Howard’s Prostate Health Index or phi score is down …


… and so is his weight, and his PSA level, and his A1c, … but he’s still worrying about whether he needs another biopsy! This is life on active surveillance.

Howard Wolinsky’s latest article on the MedPage Today web site is entitled, “A patient’s journey: are two chronic diseases better than one?

Of course that’s an unanswerable question. It kinda depends on the patient and his (or her) doctors. But Howard’s spirits certainly seem to be “up” and his doctor has a big grin. So maybe for Howard it’s true.

The question of just how often a man on active surveillance really needs repeat biopsies remains an unresolved issue. It is also going to depend — on the clinical characteristics of the individual patient and the mindset of his physician. However, without in any way wishing to undermine Dr. Helfand’s clinical authority to make recommendations about what would be “right” for Howard, we would like to think that Howard could “pass” on another biopsy until at least this time in 2018 (unless there are some significant changes to his PSA level and his phi score next June).

A biopsy is still the “gold standard” for evaluating risk for clinically significant prostate cancer — but at least in men on active surveillance it is now usually a biopsy after a multiparametric MRI — and few experts think that such biopsies need to be done on an annual basis any more.

2 Responses

  1. Thanks, webmaster. Appreciate the forecast. I suspect that if all holds steady that I will not have had another biopsy by this time in 2018. I think I will have been on at least a 3-year biopsy holiday. Dr. Helfand recommended a targeted biopsy in 2016. That was after an earlier 3-year holiday. So I think Dr. H. probably will recommend 2019, maybe 2020. I hope I can have a 4-year holiday this time. Maybe 5 years. I once asked the doctor if I can ever get off the biopsy treadmill.
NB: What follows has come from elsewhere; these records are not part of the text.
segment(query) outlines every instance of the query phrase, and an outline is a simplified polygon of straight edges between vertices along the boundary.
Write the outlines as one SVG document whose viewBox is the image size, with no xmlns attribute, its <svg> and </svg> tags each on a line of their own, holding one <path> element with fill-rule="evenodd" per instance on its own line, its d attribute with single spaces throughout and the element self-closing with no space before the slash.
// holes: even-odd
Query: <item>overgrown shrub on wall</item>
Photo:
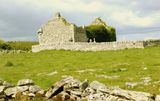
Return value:
<svg viewBox="0 0 160 101">
<path fill-rule="evenodd" d="M 85 27 L 88 39 L 95 38 L 96 42 L 112 42 L 116 41 L 115 28 L 103 25 L 90 25 Z"/>
</svg>

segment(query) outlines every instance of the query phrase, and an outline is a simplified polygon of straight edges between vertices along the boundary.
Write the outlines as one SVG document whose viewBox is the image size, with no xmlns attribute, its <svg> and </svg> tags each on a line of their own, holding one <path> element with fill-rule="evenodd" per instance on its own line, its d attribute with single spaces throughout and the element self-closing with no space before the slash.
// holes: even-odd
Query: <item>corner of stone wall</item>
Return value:
<svg viewBox="0 0 160 101">
<path fill-rule="evenodd" d="M 39 47 L 40 47 L 40 45 L 33 45 L 32 52 L 39 52 L 40 51 Z"/>
</svg>

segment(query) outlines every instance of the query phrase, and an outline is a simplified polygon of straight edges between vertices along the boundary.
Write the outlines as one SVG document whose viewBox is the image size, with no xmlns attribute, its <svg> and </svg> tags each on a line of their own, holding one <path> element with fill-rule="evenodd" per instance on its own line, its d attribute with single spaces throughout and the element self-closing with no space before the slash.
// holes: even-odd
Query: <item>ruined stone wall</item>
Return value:
<svg viewBox="0 0 160 101">
<path fill-rule="evenodd" d="M 74 37 L 74 25 L 65 23 L 61 18 L 48 21 L 41 30 L 38 35 L 40 45 L 66 43 Z"/>
<path fill-rule="evenodd" d="M 129 48 L 144 48 L 143 41 L 128 42 L 104 42 L 104 43 L 65 43 L 52 45 L 37 45 L 32 47 L 33 52 L 41 50 L 80 50 L 80 51 L 106 51 L 106 50 L 122 50 Z"/>
<path fill-rule="evenodd" d="M 150 84 L 153 82 L 150 79 L 144 79 L 140 85 Z M 154 83 L 158 85 L 157 82 Z M 0 101 L 160 101 L 160 95 L 108 87 L 98 81 L 80 82 L 72 76 L 56 82 L 48 90 L 30 79 L 19 80 L 16 86 L 1 80 L 0 94 Z"/>
<path fill-rule="evenodd" d="M 94 24 L 106 26 L 106 23 L 100 18 L 92 23 Z M 160 45 L 160 40 L 87 43 L 85 29 L 67 22 L 60 13 L 42 26 L 38 31 L 38 38 L 40 45 L 33 46 L 33 52 L 52 49 L 106 51 Z"/>
<path fill-rule="evenodd" d="M 145 46 L 159 46 L 160 45 L 160 40 L 146 40 L 144 41 Z"/>
<path fill-rule="evenodd" d="M 75 42 L 87 42 L 86 31 L 83 27 L 75 27 Z"/>
</svg>

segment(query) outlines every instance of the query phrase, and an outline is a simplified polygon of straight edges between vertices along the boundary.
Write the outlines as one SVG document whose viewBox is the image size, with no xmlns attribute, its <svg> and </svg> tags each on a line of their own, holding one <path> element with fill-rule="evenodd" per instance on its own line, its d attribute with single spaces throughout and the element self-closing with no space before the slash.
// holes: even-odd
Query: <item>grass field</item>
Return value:
<svg viewBox="0 0 160 101">
<path fill-rule="evenodd" d="M 121 71 L 121 69 L 126 69 Z M 98 80 L 107 86 L 160 94 L 160 47 L 106 52 L 42 51 L 0 55 L 0 78 L 16 84 L 19 79 L 33 79 L 43 88 L 62 76 Z M 103 78 L 100 76 L 119 76 Z M 140 82 L 150 76 L 150 85 L 127 88 L 126 82 Z"/>
<path fill-rule="evenodd" d="M 0 50 L 22 50 L 30 51 L 33 45 L 38 44 L 34 41 L 3 41 L 0 39 Z"/>
<path fill-rule="evenodd" d="M 6 42 L 12 50 L 24 50 L 29 51 L 33 45 L 38 44 L 38 42 L 32 41 L 9 41 Z"/>
</svg>

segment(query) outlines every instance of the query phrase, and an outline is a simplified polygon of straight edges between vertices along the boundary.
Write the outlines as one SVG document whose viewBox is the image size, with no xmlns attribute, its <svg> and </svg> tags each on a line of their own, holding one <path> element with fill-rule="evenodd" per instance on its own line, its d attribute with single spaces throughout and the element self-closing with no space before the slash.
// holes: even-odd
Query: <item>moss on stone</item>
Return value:
<svg viewBox="0 0 160 101">
<path fill-rule="evenodd" d="M 65 25 L 67 25 L 67 26 L 69 26 L 69 25 L 71 25 L 65 18 L 60 18 L 61 20 L 62 20 L 62 22 L 65 24 Z"/>
</svg>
He seemed skeptical in the short term. I’ll be 72 in 2019. Biopsies have their risks, And the more you have the greater the chance something will go wrong. If I live that long, surely I won’t be having biopsies in my ’80s.
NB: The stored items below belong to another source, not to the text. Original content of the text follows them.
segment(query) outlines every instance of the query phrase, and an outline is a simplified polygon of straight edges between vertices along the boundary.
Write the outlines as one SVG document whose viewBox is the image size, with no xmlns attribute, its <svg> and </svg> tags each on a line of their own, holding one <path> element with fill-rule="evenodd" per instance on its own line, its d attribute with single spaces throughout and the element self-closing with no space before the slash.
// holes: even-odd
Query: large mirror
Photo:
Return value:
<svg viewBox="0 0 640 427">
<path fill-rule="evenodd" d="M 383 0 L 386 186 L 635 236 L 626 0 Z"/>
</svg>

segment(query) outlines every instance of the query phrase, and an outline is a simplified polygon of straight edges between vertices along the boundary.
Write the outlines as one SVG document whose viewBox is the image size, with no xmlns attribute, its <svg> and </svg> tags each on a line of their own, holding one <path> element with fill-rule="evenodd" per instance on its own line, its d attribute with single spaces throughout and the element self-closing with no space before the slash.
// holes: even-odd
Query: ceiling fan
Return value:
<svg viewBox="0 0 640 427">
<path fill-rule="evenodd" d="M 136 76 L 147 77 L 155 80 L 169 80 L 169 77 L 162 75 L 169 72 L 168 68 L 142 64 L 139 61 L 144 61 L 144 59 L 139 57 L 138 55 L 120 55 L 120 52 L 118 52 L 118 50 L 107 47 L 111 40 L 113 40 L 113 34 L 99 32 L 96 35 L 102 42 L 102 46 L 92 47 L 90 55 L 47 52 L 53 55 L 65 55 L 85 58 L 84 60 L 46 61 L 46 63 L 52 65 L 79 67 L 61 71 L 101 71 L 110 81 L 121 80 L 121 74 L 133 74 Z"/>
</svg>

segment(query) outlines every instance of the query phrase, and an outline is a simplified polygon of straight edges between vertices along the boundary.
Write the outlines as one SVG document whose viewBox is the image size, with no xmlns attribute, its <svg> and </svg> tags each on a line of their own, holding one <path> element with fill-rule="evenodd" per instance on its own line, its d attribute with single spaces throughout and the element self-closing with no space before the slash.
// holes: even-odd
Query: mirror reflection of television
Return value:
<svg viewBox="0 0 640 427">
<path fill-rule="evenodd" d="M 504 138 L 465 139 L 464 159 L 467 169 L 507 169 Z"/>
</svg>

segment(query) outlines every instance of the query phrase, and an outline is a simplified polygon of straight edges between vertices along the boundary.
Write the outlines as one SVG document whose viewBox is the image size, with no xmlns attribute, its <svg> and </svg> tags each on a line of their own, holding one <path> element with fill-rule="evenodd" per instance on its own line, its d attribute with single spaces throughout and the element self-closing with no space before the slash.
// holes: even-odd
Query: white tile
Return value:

  2. “Few” does not equal zero. But what they say and what they mean are — I think — sometimes two different things, at least here in the UK. For example, a very prominent urologist came at me with 26 needles before my first biopsy anniversary. But then he showed one of the reasons he is prominent by cheerfully enough settling for an MRI. This is on the UK NHS and I think the “standard of care” is increasingly at odds with where the medical profession is at. I probably should have another one at some stage but guidance from the MRI will be good.